Worker rescued as home roof collapses

June 7, 2012  PLYMOUTH EAGLE.

 

Plymouth Community Fire Department responded to an emergency medical call on Thornridge Drive in the Lake Pointe subdivision early Monday morning when a 50-year-old roofing contractor was seriously injured. The unnamed male worker, employed by Richard’s Roofing of Troy, required emergency care and rescue from a rooftop after falling through weak and rotted boards.

Plymouth Township paramedics administered medical care and intravenous medication to the victim on top of the one- story home but were forced to call for mutual aid from Northville Township when they did not have sufficient manpower or a big enough ladder to extricate the patient safely from the roof of the ranch home.

The entire Plymouth Community Fire Department staff, consisting of the four on duty firefighter/paramedics, a lieutenant and Fire Chief Mark Wendel, arrived on scene of the accident within 8 minutes of the 911 call. Wendel indicated at the scene that he did not advocate operating with such a small staff, which does not meet minimum national standards for fire department rescue.

The initial dispatch at about 10 a.m. called out the rescue ambulance from Haggerty Road Station One and a pumper from Beck Road Station Three. Huron Valley Ambulance was also dispatched along with the department utility truck. The equipment available and dispatched was not adequate for the rescue of the victim, necessitating a call to Northville Township for aid, according to reports of the incident. Northville Township fire and rescue units were not on a run and available so were able to provide back-up units in about 10 minutes of the call for assistance from Plymouth. Northville Township dispatched seven firefighters, a lieutenant, the needed ladder truck and an engine to the scene of the accident.

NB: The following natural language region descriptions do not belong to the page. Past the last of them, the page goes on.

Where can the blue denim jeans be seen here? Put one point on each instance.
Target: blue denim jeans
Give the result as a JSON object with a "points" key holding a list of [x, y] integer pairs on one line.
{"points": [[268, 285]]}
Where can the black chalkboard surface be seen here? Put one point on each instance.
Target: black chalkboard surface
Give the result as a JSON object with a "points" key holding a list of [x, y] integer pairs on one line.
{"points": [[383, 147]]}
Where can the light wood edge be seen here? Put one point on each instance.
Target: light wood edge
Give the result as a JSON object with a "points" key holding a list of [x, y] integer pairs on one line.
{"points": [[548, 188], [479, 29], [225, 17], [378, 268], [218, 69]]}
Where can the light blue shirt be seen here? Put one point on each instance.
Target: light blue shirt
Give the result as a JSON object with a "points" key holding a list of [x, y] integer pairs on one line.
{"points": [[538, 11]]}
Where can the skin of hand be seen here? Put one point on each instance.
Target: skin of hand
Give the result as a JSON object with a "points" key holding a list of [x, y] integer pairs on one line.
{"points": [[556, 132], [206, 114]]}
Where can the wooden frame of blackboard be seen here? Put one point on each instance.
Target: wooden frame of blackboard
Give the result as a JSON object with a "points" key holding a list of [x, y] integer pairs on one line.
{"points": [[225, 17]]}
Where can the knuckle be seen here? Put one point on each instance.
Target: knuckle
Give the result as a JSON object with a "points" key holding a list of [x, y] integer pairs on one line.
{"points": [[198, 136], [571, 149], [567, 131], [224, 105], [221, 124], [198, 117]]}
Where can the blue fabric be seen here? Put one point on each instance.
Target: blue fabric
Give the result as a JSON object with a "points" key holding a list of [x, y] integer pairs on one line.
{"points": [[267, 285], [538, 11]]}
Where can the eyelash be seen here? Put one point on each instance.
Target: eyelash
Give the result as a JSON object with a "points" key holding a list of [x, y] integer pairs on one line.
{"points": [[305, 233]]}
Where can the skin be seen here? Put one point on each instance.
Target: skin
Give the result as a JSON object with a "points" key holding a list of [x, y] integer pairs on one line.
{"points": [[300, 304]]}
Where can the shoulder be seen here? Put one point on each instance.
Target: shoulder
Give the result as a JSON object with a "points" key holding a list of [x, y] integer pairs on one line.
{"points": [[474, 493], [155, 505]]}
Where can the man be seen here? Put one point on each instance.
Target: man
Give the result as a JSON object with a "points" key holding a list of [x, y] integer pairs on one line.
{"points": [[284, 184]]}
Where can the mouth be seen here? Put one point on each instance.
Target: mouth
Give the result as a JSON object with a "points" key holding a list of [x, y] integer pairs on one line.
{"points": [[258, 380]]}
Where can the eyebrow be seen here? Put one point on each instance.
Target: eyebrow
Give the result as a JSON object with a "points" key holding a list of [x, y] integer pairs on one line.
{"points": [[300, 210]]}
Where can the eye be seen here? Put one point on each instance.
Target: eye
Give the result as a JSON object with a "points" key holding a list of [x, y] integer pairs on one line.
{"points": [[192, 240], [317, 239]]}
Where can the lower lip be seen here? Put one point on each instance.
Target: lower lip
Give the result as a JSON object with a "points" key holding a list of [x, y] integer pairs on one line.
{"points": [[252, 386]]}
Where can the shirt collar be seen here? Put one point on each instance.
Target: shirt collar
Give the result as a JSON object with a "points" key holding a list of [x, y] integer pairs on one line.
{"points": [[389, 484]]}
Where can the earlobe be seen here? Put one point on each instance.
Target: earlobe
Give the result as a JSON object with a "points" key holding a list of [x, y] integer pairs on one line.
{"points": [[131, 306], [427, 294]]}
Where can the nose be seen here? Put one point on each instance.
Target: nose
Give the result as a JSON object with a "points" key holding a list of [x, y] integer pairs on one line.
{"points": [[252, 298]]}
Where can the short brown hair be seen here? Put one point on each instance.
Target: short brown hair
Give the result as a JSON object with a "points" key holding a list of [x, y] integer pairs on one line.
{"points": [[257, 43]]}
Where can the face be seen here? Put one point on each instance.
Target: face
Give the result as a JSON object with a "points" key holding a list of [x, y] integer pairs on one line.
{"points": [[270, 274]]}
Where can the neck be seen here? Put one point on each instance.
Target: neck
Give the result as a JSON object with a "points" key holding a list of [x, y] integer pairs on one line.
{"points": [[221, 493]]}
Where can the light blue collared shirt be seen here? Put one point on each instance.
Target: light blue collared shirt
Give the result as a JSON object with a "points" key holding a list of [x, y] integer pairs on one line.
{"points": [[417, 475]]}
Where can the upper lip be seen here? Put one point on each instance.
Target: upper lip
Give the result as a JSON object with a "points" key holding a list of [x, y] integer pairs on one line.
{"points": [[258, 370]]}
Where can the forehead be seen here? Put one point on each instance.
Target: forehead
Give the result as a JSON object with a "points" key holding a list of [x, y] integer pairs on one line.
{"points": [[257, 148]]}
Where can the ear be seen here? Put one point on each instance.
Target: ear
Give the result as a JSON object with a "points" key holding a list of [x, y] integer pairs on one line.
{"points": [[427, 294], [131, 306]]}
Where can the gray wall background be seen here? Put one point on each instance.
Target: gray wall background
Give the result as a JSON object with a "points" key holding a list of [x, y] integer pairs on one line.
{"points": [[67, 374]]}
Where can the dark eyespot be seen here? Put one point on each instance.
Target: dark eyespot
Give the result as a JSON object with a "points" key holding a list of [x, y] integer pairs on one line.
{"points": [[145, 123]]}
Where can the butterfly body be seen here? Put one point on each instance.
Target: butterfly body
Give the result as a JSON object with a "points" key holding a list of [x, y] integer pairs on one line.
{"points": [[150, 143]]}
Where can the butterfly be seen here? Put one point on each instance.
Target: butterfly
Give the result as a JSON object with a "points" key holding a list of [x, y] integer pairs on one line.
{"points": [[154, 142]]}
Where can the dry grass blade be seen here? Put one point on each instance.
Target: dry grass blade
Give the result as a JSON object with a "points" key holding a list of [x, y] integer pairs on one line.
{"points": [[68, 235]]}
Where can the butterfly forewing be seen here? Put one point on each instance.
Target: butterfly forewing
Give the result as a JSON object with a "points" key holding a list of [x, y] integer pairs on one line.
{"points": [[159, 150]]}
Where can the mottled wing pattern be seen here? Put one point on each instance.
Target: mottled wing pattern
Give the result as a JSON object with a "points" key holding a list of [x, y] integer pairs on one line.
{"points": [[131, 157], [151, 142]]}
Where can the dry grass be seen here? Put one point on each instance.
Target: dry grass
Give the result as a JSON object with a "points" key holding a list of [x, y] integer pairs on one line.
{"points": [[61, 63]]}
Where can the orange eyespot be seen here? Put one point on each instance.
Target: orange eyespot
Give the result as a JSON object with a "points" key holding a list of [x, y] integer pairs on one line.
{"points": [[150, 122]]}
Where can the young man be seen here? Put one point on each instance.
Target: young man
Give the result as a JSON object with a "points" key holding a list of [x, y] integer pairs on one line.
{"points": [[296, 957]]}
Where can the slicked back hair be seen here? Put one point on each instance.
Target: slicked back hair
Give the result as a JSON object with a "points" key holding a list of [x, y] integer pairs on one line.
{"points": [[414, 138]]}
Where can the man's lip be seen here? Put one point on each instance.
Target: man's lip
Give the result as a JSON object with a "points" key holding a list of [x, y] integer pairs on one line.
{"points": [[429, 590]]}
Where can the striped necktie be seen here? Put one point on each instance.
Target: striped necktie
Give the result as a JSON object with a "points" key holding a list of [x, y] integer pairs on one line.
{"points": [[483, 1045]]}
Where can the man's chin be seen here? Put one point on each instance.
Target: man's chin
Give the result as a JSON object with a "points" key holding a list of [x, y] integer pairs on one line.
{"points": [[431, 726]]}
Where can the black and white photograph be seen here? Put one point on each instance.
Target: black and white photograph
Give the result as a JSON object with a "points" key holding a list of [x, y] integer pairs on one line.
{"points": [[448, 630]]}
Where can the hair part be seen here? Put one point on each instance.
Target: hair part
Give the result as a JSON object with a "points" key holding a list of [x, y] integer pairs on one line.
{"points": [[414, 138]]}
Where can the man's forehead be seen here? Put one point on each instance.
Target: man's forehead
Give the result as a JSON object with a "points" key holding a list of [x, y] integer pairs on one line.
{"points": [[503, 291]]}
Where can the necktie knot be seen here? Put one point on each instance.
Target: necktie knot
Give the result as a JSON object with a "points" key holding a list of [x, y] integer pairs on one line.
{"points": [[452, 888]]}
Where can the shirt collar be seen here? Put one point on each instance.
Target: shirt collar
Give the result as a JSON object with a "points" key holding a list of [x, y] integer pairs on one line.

The nearby Lake Pointe fire station that housed the needed tower-ladder truck was closed earlier this year and the truck returned to the City of Plymouth when the joint operating agreement between the township and city ended Jan. 1.

Wendel said if they had called the City of Plymouth, which now has a working agreement with the City of Northville for fire and rescue services, Northville would have had to dispatch volunteers to drive from their homes to the Plymouth fire station to man the ladder vehicle and then drive it to the scene in Lake Pointe, an unacceptable risk in a medical emergency situation like this one.

This was the second incident in the Lake Pointe area in two weeks requiring Plymouth Township fire fighters to call for aid from Northville. In the previous instance, a house fire left Plymouth fire fighters unable to perform rescue operations in a burning home because they did not have enough fire fighters on staff. Only four fire fighters were on duty at two stations when the fire was reported by an alarm company at about 3 a.m. Brakes on the 20-year-old fire truck from the Beck Road station failed en route to the scene delaying response time and the other pumper truck, a 1984 model, stopped working upon arrival at the home, forcing the fire fighters to hook hoses directly to fire hydrants while awaiting help from Northville. In that instance, Northville also dispatched seven firefighters so that adequate staffing as required by federal guidelines was in place to perform res- cue operations at the home.

The victim in the roof collapse was trans- ported to the Botsford Hospital Trauma Center by Huron Valley Ambulance. His condition was unknown at press time.